New Zealand's largest company, dairy group Fonterra, is considering outsourcing its worldwide information services functions to HCL in India.The group is co-operatively owned by around 13,000 New Zealand suppliers, and its three divisions operate in more than 30 countries around the world.
Written by Michael Foreman, Contributor

New Zealand's largest company, dairy group Fonterra, is considering outsourcing its worldwide information services functions to HCL in India.

The group is co-operatively owned by around 13,000 New Zealand suppliers, and its three divisions operate in more than 30 countries around the world.

Fonterra chief information officer Greg James told ZDNet Australia that the HCL outsourcing proposal had reached the due diligence phase but the company was still "a couple of months away" from making a decision.

Under the proposal HCL would take responsibility for information services and applications development across Fonterra's portfolio of applications.

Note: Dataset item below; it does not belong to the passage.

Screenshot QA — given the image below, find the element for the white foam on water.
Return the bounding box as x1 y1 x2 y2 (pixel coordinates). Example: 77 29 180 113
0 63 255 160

Fonterra is a significant user of SAP, having spent NZ$260 million on a global ERP installation known internally as "Project Jedi", which was implemented over three years between 2004-06. However, the company continues to use Oracle/JD Edwards applications, including database and data warehouse products, in its manufacturing operations.

"Our strategy is to move at some point to a convergence on SAP, but tactically we are still buying SAP, Oracle and JD Edwards applications," said James.

While the HCL proposal could potentially affect up to 130 IS positions in New Zealand and overseas, James said the actual numbers of jobs involved were "not a level of detail we have reached yet".

James confirmed that any deal with HCL would not affect Fonterra's existing outsourcing agreement with EDS, which covers infrastructure and network management. This agreement was worth NZ$590 million over seven years when it was signed in 2003, and was extended for a further four years in 2006.

HCL, which was founded in 1976, describes itself as "one of India's original IT garage start ups". The company now reports annual revenues of US$3.9 billion and employs 43,000 people in 17 countries.